Getting to the topic of this post, over the past few days I had a very bad experience with my pseudonymous blog, which I may be beginning to outgrow.
That is where I began to write about singing and about all the emotional turmoil I was experiencing post-Valentine's Day 2004 (which you can read about here).
It was there that I met "real" singers for the first time. In the past I had only personally known the sort of amateurs who sang with me in "the opera underground" or had read about singers from the Met. I enjoyed my time singing with those amateur groups and if I compared myself to anyone, it was to the women there who were singing the roles I was singing, or to an objective standard of what I thought the music should sound like, or to recordings.
When I began singing again in 2004, pre-blogging, I was living in a bubble.
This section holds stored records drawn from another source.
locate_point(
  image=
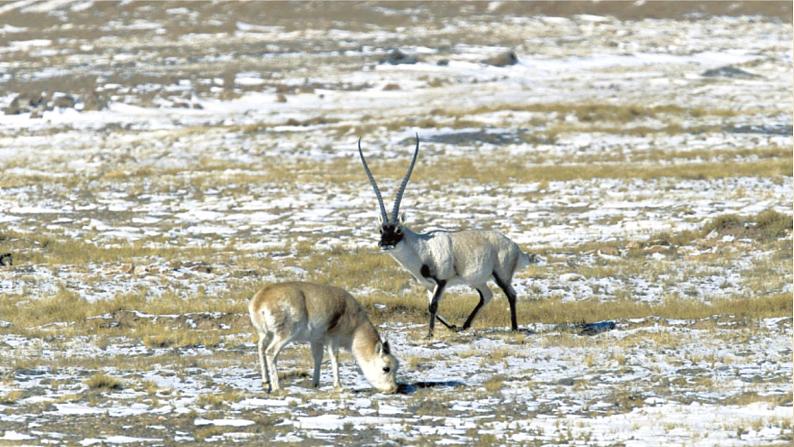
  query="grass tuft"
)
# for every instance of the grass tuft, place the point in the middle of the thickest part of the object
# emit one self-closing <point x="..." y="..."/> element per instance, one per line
<point x="103" y="382"/>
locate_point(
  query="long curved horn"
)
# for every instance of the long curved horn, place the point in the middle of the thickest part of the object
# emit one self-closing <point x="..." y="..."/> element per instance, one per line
<point x="373" y="183"/>
<point x="399" y="197"/>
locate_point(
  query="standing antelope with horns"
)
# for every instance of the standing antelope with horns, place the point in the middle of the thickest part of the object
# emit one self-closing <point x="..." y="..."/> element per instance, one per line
<point x="440" y="259"/>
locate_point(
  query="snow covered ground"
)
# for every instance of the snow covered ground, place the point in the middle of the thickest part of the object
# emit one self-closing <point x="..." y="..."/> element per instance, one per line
<point x="201" y="151"/>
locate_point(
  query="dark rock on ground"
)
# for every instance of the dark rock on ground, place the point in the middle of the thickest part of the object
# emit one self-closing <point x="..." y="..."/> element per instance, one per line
<point x="397" y="57"/>
<point x="502" y="59"/>
<point x="729" y="72"/>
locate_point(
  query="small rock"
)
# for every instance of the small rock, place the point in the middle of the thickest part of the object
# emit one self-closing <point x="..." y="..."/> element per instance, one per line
<point x="92" y="101"/>
<point x="64" y="102"/>
<point x="397" y="57"/>
<point x="502" y="59"/>
<point x="571" y="277"/>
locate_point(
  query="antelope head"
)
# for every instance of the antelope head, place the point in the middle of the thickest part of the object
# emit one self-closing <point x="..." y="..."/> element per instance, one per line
<point x="391" y="232"/>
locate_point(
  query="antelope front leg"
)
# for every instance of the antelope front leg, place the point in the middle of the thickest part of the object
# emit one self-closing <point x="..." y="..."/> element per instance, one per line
<point x="260" y="347"/>
<point x="433" y="308"/>
<point x="317" y="353"/>
<point x="485" y="296"/>
<point x="332" y="354"/>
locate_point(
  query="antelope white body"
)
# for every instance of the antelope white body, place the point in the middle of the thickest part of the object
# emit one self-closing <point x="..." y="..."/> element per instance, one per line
<point x="326" y="317"/>
<point x="440" y="259"/>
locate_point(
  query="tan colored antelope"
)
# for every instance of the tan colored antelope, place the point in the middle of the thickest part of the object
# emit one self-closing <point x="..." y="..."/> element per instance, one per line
<point x="326" y="317"/>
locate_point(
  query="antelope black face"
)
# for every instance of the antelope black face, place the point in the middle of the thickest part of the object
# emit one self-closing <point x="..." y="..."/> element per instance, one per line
<point x="391" y="232"/>
<point x="390" y="235"/>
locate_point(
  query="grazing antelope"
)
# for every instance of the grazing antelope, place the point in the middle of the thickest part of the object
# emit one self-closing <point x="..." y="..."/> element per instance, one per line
<point x="440" y="259"/>
<point x="326" y="317"/>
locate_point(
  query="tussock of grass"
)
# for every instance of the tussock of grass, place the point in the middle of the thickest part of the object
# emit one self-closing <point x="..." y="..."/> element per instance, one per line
<point x="165" y="337"/>
<point x="11" y="397"/>
<point x="103" y="382"/>
<point x="494" y="384"/>
<point x="219" y="399"/>
<point x="764" y="226"/>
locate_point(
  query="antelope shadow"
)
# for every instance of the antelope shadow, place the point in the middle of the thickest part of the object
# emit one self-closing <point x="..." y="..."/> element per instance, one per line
<point x="410" y="388"/>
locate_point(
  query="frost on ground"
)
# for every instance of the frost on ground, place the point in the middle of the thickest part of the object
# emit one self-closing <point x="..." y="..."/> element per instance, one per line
<point x="161" y="163"/>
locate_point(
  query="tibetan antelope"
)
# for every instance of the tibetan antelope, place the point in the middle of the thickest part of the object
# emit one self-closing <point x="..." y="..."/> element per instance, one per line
<point x="440" y="259"/>
<point x="326" y="317"/>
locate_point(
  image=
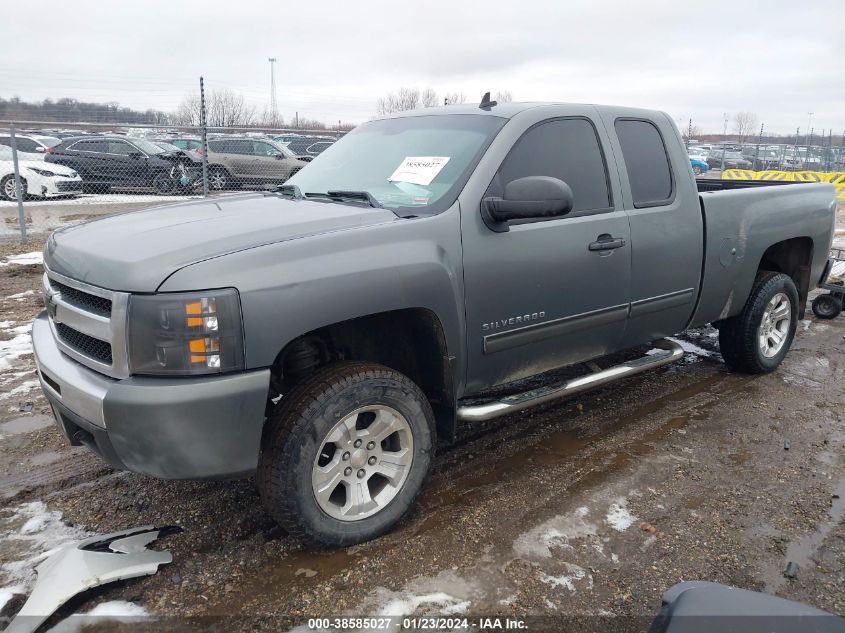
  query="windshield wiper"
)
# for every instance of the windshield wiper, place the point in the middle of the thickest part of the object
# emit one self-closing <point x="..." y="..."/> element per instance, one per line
<point x="290" y="190"/>
<point x="364" y="196"/>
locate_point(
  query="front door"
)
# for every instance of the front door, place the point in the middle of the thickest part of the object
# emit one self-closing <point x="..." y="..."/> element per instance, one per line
<point x="553" y="292"/>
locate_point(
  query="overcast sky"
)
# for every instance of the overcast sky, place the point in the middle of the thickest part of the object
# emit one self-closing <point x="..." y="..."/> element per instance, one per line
<point x="692" y="58"/>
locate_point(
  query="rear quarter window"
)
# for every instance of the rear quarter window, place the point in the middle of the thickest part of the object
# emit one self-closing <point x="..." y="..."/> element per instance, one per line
<point x="646" y="161"/>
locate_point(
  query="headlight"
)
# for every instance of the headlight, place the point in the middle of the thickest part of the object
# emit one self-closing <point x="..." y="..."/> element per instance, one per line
<point x="191" y="333"/>
<point x="42" y="172"/>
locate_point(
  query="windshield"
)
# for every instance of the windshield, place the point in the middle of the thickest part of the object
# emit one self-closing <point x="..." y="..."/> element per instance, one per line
<point x="146" y="146"/>
<point x="417" y="164"/>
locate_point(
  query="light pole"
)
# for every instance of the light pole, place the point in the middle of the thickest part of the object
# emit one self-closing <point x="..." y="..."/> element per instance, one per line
<point x="273" y="114"/>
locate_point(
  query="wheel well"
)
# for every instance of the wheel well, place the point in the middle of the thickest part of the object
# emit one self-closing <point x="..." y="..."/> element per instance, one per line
<point x="793" y="257"/>
<point x="411" y="341"/>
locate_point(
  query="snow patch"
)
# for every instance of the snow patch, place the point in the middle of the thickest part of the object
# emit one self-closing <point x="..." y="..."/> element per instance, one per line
<point x="573" y="574"/>
<point x="32" y="532"/>
<point x="7" y="593"/>
<point x="24" y="259"/>
<point x="557" y="532"/>
<point x="407" y="605"/>
<point x="618" y="517"/>
<point x="113" y="611"/>
<point x="19" y="345"/>
<point x="692" y="348"/>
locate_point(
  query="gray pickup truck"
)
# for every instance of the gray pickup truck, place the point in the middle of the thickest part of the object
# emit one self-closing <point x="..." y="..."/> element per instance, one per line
<point x="324" y="336"/>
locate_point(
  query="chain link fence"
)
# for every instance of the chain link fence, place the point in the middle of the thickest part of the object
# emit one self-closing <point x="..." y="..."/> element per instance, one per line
<point x="56" y="174"/>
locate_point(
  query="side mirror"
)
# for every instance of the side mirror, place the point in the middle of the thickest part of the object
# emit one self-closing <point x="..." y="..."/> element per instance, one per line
<point x="532" y="197"/>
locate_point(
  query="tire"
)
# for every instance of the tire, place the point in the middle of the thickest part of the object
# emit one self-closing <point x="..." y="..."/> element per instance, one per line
<point x="757" y="339"/>
<point x="324" y="423"/>
<point x="218" y="179"/>
<point x="827" y="306"/>
<point x="8" y="190"/>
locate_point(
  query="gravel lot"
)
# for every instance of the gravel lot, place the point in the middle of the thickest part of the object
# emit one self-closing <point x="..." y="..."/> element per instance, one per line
<point x="590" y="508"/>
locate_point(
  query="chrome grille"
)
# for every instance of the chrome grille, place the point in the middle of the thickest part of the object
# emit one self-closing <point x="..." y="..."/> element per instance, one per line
<point x="84" y="300"/>
<point x="88" y="345"/>
<point x="88" y="323"/>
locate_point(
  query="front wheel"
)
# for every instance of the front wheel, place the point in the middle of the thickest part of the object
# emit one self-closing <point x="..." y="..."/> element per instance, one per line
<point x="345" y="453"/>
<point x="757" y="339"/>
<point x="827" y="306"/>
<point x="8" y="190"/>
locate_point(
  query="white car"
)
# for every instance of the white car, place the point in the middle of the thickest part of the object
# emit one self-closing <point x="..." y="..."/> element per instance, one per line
<point x="39" y="179"/>
<point x="32" y="143"/>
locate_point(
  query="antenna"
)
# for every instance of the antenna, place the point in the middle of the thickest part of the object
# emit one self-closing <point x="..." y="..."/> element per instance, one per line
<point x="486" y="104"/>
<point x="273" y="111"/>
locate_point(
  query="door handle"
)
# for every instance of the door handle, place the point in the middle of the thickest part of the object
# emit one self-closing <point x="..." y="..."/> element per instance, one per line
<point x="606" y="243"/>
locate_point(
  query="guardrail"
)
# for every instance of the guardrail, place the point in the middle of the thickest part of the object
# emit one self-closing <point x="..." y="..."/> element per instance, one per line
<point x="836" y="178"/>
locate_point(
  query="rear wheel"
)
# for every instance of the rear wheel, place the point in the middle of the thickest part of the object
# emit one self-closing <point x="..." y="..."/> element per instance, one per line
<point x="163" y="184"/>
<point x="827" y="306"/>
<point x="8" y="190"/>
<point x="345" y="453"/>
<point x="758" y="338"/>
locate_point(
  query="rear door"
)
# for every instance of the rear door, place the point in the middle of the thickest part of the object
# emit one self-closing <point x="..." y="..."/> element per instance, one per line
<point x="667" y="232"/>
<point x="545" y="293"/>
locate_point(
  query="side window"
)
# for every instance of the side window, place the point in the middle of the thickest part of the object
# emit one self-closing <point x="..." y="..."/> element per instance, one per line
<point x="119" y="147"/>
<point x="89" y="146"/>
<point x="26" y="145"/>
<point x="264" y="149"/>
<point x="567" y="149"/>
<point x="646" y="161"/>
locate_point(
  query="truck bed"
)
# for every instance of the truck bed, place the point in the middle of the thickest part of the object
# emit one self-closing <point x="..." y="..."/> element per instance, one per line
<point x="713" y="184"/>
<point x="742" y="218"/>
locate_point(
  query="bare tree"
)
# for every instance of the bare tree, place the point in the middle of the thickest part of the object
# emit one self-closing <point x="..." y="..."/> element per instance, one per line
<point x="454" y="98"/>
<point x="503" y="96"/>
<point x="429" y="98"/>
<point x="744" y="125"/>
<point x="224" y="108"/>
<point x="399" y="101"/>
<point x="690" y="132"/>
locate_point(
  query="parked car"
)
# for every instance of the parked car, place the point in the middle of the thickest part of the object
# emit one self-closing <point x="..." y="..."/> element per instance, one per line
<point x="238" y="161"/>
<point x="698" y="166"/>
<point x="761" y="158"/>
<point x="730" y="158"/>
<point x="38" y="178"/>
<point x="325" y="335"/>
<point x="308" y="147"/>
<point x="31" y="144"/>
<point x="119" y="162"/>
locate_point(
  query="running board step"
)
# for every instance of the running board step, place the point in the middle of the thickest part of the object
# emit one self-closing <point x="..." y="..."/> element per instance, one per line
<point x="665" y="351"/>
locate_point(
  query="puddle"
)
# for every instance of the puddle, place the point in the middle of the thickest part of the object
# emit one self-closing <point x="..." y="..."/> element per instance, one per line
<point x="28" y="424"/>
<point x="803" y="549"/>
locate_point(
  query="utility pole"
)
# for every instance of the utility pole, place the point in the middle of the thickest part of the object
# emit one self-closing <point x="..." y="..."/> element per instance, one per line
<point x="273" y="113"/>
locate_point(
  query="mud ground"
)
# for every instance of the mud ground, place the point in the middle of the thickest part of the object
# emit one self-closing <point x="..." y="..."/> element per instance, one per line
<point x="590" y="508"/>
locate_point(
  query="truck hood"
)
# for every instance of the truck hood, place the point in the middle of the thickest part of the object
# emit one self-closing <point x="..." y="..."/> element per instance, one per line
<point x="136" y="251"/>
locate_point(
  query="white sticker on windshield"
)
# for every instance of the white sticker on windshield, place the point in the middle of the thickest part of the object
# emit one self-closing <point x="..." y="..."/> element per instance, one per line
<point x="419" y="170"/>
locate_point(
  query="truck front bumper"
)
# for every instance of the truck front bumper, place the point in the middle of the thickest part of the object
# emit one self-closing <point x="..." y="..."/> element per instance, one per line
<point x="170" y="428"/>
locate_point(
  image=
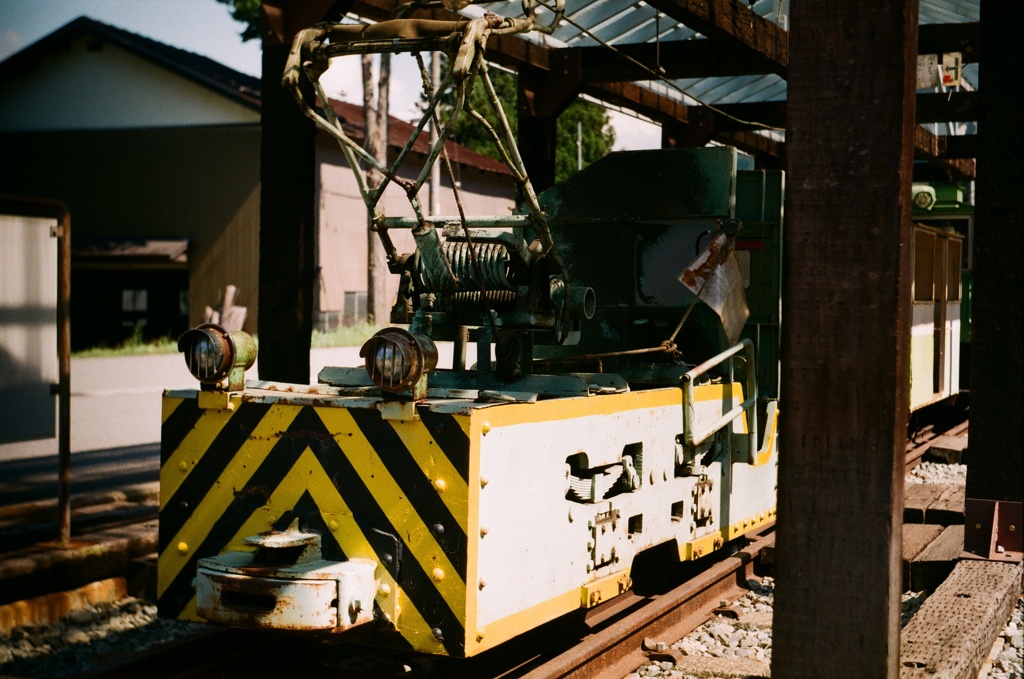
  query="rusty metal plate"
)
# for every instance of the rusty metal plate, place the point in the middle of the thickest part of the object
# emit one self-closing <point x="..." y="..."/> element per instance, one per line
<point x="266" y="602"/>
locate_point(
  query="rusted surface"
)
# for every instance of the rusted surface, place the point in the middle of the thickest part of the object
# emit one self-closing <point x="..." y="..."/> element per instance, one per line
<point x="617" y="649"/>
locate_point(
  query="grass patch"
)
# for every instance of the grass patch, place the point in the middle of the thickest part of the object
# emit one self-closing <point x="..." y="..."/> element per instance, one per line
<point x="136" y="345"/>
<point x="133" y="346"/>
<point x="353" y="336"/>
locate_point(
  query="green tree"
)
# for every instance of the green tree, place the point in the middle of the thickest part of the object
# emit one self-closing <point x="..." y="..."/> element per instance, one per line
<point x="598" y="136"/>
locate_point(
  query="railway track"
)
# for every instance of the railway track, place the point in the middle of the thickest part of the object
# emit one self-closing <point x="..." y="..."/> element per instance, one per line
<point x="607" y="641"/>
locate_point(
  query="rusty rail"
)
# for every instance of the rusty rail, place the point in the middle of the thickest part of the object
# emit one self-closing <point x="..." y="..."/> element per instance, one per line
<point x="617" y="649"/>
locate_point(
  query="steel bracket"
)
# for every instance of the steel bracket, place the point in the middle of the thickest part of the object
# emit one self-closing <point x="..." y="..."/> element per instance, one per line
<point x="992" y="529"/>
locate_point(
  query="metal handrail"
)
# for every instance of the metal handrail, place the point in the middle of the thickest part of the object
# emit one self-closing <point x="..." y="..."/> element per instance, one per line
<point x="688" y="380"/>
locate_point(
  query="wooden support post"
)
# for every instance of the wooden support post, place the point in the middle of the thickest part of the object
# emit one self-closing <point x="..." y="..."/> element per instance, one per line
<point x="994" y="470"/>
<point x="287" y="236"/>
<point x="542" y="95"/>
<point x="846" y="297"/>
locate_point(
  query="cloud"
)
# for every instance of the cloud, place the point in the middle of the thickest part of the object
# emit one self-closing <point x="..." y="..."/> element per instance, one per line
<point x="10" y="42"/>
<point x="633" y="133"/>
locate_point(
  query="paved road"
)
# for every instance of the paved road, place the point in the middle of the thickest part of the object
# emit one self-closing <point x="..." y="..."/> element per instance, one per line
<point x="116" y="401"/>
<point x="115" y="424"/>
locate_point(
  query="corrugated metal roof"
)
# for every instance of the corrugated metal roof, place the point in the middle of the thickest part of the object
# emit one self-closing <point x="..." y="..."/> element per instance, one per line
<point x="591" y="23"/>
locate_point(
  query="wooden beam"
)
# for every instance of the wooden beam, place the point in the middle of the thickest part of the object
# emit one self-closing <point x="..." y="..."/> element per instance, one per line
<point x="288" y="171"/>
<point x="734" y="25"/>
<point x="677" y="58"/>
<point x="940" y="38"/>
<point x="845" y="355"/>
<point x="947" y="107"/>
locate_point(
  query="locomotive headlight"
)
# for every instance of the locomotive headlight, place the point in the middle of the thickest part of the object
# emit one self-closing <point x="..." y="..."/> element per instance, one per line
<point x="214" y="354"/>
<point x="397" y="359"/>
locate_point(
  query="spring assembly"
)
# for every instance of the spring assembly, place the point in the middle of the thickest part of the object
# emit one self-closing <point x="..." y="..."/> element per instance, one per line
<point x="475" y="300"/>
<point x="494" y="260"/>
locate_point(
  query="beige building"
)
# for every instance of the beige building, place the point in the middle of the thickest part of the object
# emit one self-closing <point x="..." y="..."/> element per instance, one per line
<point x="156" y="152"/>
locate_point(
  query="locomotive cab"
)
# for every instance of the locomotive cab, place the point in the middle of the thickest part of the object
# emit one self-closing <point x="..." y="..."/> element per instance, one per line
<point x="633" y="315"/>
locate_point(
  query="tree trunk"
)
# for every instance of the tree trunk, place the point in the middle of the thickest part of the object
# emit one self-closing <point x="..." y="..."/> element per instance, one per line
<point x="375" y="105"/>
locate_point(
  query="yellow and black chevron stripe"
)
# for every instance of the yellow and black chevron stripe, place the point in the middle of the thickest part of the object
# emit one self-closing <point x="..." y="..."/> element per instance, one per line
<point x="394" y="492"/>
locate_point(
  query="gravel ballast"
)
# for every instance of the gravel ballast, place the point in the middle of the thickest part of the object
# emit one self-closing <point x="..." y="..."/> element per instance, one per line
<point x="86" y="640"/>
<point x="749" y="637"/>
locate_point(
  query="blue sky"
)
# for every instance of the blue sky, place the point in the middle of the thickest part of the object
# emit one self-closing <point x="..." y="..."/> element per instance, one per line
<point x="206" y="27"/>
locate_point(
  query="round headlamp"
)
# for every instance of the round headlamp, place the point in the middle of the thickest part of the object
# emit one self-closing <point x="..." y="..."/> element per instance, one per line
<point x="396" y="359"/>
<point x="214" y="354"/>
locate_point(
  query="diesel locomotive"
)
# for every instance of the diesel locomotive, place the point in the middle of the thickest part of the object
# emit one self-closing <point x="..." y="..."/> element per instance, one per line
<point x="623" y="396"/>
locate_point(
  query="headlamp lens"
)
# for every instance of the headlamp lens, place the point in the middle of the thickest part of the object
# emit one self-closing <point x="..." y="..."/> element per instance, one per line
<point x="395" y="359"/>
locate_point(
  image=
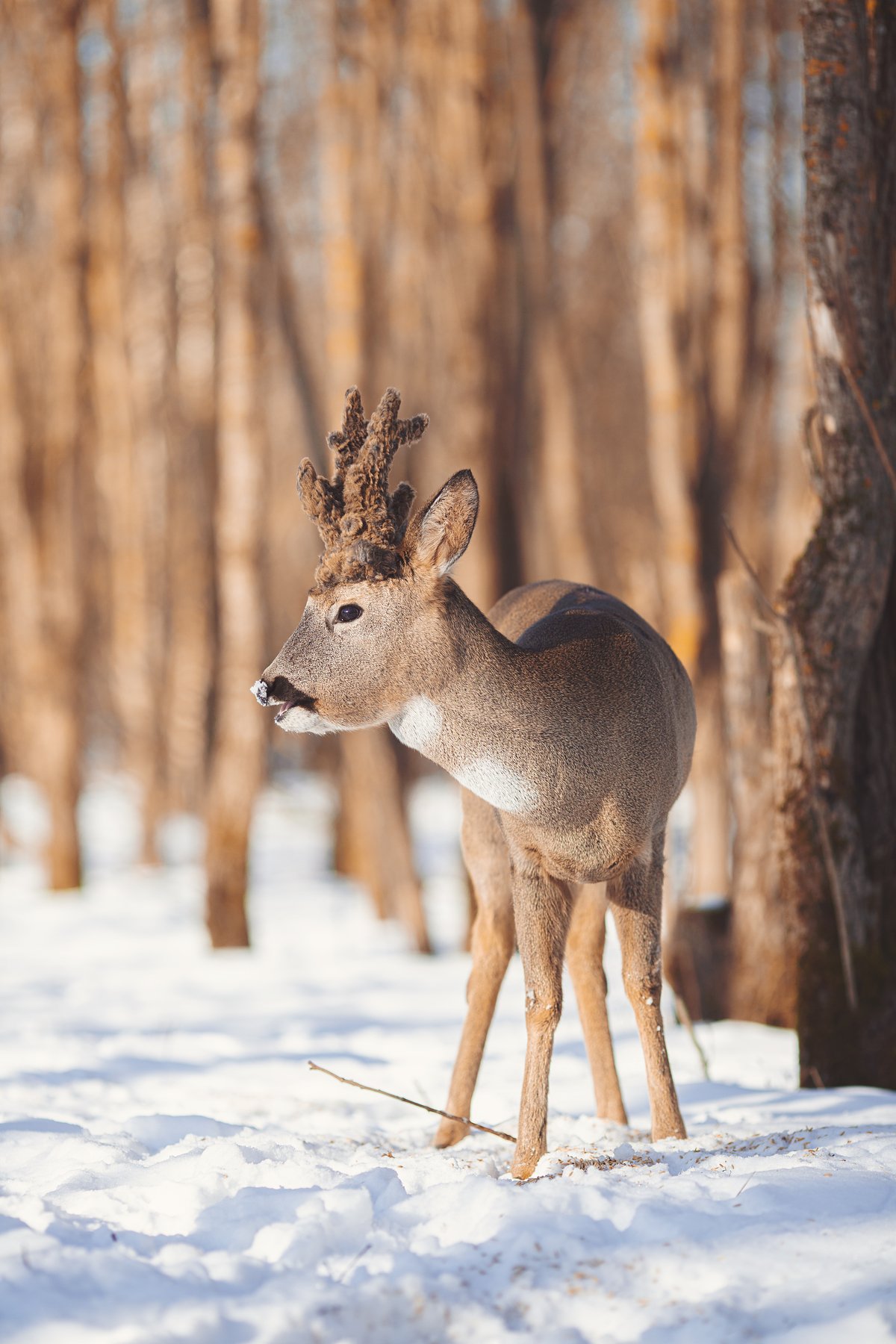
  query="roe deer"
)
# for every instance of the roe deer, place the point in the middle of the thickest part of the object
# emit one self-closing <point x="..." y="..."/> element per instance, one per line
<point x="566" y="718"/>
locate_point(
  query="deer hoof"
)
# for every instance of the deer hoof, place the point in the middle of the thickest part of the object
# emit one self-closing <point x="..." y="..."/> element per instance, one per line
<point x="450" y="1132"/>
<point x="523" y="1167"/>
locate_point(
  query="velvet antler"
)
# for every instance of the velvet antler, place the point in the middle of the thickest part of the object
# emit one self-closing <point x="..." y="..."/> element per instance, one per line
<point x="361" y="523"/>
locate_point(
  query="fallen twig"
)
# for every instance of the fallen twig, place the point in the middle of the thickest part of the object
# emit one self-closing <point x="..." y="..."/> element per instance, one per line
<point x="869" y="425"/>
<point x="433" y="1110"/>
<point x="687" y="1021"/>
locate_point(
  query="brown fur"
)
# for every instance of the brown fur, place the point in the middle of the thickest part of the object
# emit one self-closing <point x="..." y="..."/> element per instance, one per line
<point x="570" y="724"/>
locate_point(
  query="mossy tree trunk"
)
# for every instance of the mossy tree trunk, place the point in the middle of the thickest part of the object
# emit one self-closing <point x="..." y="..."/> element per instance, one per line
<point x="837" y="783"/>
<point x="240" y="729"/>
There was The Mentor, who was an exacting task master, often reducing me to tears, but I was not comparing myself to anyone (because the only singers I knew were the one other trained and the 5 or 6 untrained, singers in that small choir), or my life to anyone's except his, of course, and in retrospect I can see that for all the anguish, he was probably one of the 3 or 4 greatest influences on my life, from my singing to my choice of sheets and towels.
Once I began my involvement with the pseudonymous blogging community, I met singers who, while not big stars, were singing all over the country and beyond (some were expats living in Europe). I learned some things about singing both from them and from various online singers' forums, for which I am grateful. I learned about vocal technique, about repertoire, about interpretation. I also heard more than I wanted to know about some of the more "glamorous" aspects of being a singer (as distinct from learning about singing). I don't think that this did much to enhance my life (or improve my singing or inform my choice of church solos or arias) and did a lot toward making me dissatisfied with myself.
As a result of this latter, I seem to have ended up making enemies of all these people and they have "unfriended" me (or I them) from the community in question.
After feeling angry and embarrassed (not by the "unfriendings" but by some of the things that were said to me - or rather written) I decided that all of this was really a blessing in disguise and that it was time to reevaluate my relationship with other singers.
As I am probably only going to be singing either church solos or in various operatic concerts I produce myself, my only relationship with other singers should either be as colleagues (i.e., people who might be interested in participating in some of these things with me or whom I might ask for advice about what to sing - although the first person I should ask about that should be my teacher), or as real mentors, either direct (like my teacher) or indirect, like the renowned teachers and coaches who have blogs with many bits of wisdom about everything from vocal technique to attitude.
Or I need to talk to peers. I so far have found one, a woman who stumbled upon this blog, who started serious classical singing in her late 40s, and who has many of the same daily concerns that I do (mostly about church repertoire).
And of course I am always happy to talk to my colleagues in the choir, some who have vocal training, and some who don't, but who for the most part are supportive and appreciative of what I have to offer.
So what I'm saying is, I think it is a positive thing that I have now been forced to let go of some of the voyeurism that was making me unhappy. It wasn't helping me sing better, or feel better about my life.
ETA: I just deleted that pseudonymous blog, which I had been writing for about six years. I consider that to have been a much needed form of "cleaning house".